Here is the expectation:

See this method: https://github.com/Cloud-CV/EvalAI/blob/da7e0680c11a8e60c335c821902211a06ed581de/apps/challenges/aws_utils.py#L1361C1-L1475C15

Now, if you have delete infra, and suppose it starts with deletion of IAM, followed by deletion of EFS, here is what you would write:

@app.task
def destroy_eks_cluster(challenge):
    """
    Destroy EKS cluster. Starts with deletion of EKS and Nodegroup roles, and relays to deletion of EFS.

    Arguments:
        instance {<class 'django.db.models.query.QuerySet'>} -- instance of the model calling the post hook
    """
    from .models import ChallengeEvaluationCluster
    from .serializers import ChallengeEvaluationClusterSerializer
    from .utils import get_aws_credentials_for_challenge

    for obj in serializers.deserialize("json", challenge):
        challenge_obj = obj.object
    challenge_aws_keys = get_aws_credentials_for_challenge(challenge_obj.pk)
    client = get_boto3_client("iam", challenge_aws_keys)
    eks_role_arn = ...
    try:    
        <LOGIC FOR EKS CLUSTER ROLE DELETION>
    except ClientError as e:
        logger.exception(e)
        return
    waiter = client.get_waiter("role_deleted") # TODO: Find correct argument
    waiter.wait(<TODO>)

    node_group_role_name = "evalai-code-upload-nodegroup-role-{}".format(
        environment_suffix
    )
    node_group_arn_role = ...
    try:    
        <LOGIC FOR EKS NODEGROUP ROLE DELETION>
    except ClientError as e:
        logger.exception(e)
        return
    waiter = client.get_waiter("role_exists")
    waiter.wait(RoleName=node_group_role_name)

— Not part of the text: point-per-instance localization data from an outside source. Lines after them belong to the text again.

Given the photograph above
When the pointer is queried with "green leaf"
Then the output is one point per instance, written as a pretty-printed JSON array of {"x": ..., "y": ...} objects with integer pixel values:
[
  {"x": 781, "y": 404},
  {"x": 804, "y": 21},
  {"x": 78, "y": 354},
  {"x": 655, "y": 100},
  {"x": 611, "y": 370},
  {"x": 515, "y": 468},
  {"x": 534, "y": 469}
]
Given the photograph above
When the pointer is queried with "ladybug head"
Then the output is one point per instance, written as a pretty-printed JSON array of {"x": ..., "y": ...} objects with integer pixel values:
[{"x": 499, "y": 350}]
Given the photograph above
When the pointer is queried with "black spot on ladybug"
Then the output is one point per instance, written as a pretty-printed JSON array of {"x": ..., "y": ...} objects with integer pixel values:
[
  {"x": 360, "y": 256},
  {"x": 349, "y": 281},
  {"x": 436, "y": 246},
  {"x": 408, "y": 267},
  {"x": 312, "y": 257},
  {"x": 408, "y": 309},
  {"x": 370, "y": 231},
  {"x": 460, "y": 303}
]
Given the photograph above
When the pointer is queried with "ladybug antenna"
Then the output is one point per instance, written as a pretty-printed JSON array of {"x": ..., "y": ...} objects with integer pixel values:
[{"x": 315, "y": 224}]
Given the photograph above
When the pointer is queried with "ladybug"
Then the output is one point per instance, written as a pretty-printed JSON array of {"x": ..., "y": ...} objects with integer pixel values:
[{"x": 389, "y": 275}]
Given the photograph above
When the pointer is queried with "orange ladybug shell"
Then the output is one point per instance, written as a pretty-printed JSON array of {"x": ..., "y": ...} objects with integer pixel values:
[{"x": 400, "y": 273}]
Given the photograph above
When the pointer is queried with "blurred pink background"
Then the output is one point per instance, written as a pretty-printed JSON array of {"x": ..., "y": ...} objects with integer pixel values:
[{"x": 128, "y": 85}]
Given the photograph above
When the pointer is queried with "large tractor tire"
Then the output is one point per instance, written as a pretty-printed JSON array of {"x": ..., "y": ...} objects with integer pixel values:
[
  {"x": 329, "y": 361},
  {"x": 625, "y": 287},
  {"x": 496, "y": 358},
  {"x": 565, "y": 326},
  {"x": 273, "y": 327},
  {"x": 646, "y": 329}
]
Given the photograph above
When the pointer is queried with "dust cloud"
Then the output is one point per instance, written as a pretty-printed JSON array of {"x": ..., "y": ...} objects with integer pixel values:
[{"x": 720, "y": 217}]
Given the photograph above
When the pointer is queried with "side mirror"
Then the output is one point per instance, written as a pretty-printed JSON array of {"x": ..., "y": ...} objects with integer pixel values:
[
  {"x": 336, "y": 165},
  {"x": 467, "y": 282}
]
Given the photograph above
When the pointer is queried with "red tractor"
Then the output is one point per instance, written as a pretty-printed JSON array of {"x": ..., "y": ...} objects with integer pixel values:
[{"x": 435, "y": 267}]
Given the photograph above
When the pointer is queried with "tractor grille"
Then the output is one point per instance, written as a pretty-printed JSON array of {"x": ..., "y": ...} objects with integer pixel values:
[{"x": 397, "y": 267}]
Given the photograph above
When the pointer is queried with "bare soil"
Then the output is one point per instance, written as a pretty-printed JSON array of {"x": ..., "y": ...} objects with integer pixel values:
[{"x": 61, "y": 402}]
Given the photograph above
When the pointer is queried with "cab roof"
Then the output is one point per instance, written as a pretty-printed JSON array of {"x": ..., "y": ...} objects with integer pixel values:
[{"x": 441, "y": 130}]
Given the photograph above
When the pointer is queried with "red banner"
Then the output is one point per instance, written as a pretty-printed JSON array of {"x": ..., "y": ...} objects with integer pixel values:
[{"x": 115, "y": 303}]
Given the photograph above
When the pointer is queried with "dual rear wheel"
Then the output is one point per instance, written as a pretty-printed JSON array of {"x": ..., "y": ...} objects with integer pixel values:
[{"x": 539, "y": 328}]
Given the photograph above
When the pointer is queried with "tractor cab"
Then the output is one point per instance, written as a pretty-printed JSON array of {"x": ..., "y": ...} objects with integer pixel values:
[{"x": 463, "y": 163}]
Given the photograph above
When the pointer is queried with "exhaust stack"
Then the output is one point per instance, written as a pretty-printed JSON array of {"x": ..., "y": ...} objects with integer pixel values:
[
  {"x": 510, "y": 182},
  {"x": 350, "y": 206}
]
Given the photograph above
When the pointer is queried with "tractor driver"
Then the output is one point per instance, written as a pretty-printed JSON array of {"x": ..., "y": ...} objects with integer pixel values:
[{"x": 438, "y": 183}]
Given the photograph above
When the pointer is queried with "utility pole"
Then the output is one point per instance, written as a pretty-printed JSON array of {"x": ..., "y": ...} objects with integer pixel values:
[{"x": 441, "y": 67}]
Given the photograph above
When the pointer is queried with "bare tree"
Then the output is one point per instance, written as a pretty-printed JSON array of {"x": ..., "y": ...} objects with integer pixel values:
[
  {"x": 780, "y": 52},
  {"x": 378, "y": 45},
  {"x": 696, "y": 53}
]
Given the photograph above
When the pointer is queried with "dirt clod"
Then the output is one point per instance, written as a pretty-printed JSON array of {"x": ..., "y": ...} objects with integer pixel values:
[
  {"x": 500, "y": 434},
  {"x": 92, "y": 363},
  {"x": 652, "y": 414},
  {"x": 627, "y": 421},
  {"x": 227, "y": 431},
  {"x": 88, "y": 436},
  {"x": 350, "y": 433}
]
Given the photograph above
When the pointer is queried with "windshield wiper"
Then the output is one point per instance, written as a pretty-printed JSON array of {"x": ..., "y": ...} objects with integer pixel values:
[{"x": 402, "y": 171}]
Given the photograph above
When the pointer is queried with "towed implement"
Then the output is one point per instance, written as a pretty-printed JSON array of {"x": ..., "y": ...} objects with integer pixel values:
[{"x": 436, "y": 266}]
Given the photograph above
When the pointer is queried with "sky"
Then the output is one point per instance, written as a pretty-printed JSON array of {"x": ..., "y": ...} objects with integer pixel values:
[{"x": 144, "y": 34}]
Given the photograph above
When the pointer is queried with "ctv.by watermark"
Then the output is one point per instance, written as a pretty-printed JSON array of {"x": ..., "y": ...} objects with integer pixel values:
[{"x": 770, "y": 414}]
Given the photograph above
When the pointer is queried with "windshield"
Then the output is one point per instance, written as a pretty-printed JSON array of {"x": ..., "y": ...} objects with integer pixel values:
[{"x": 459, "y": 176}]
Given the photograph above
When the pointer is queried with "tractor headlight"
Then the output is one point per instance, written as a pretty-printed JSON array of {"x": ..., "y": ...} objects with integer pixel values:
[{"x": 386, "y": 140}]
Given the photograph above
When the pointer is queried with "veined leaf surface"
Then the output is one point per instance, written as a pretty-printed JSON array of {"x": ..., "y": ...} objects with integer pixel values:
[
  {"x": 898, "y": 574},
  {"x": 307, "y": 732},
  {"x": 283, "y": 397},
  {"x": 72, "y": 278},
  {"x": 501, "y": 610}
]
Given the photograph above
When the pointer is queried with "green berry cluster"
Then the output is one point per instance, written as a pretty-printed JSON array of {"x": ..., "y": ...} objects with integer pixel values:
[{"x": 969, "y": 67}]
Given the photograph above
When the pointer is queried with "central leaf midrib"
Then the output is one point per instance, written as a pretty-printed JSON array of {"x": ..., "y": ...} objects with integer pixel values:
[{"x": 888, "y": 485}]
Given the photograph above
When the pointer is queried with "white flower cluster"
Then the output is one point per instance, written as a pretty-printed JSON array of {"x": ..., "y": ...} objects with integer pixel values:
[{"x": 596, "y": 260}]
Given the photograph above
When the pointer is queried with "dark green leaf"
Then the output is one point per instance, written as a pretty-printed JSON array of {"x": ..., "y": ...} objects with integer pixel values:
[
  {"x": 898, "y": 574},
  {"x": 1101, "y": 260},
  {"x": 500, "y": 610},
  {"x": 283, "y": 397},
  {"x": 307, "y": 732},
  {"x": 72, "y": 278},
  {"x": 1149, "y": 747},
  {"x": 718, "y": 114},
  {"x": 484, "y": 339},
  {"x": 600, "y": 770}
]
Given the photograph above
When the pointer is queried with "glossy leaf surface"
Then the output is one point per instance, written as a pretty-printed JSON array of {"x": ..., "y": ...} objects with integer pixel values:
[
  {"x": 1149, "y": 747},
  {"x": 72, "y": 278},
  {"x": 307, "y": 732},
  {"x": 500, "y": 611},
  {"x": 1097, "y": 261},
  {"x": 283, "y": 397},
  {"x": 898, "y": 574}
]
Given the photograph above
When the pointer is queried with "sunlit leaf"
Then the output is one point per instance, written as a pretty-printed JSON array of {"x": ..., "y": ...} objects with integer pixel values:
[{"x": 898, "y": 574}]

    # Delete custom ECR all access policy and attach to node_group_role
    ecr_all_access_policy_arn = ...
    try:
        <LOGIC TO DELETE CUSTOM ECR ALL ACCESS POLICY>
    except ClientError as e:
        logger.exception(e)
        return
   # Remove these details from the evaluation cluster on backend
    try:
        challenge_evaluation_cluster = ChallengeEvaluationCluster.objects.get(
            challenge=challenge_obj
        )
        serializer = ChallengeEvaluationClusterSerializer(
            challenge_evaluation_cluster,
            data={
                "eks_arn_role": '',
                "node_group_arn_role": '',
                "ecr_all_access_policy_arn": '',
            },
            partial=True,
        )
        if serializer.is_valid():
            serializer.save()
        # Delete efs
        delete_efs.delay(challenge)
    except Exception as e:
        logger.exception(e)
        return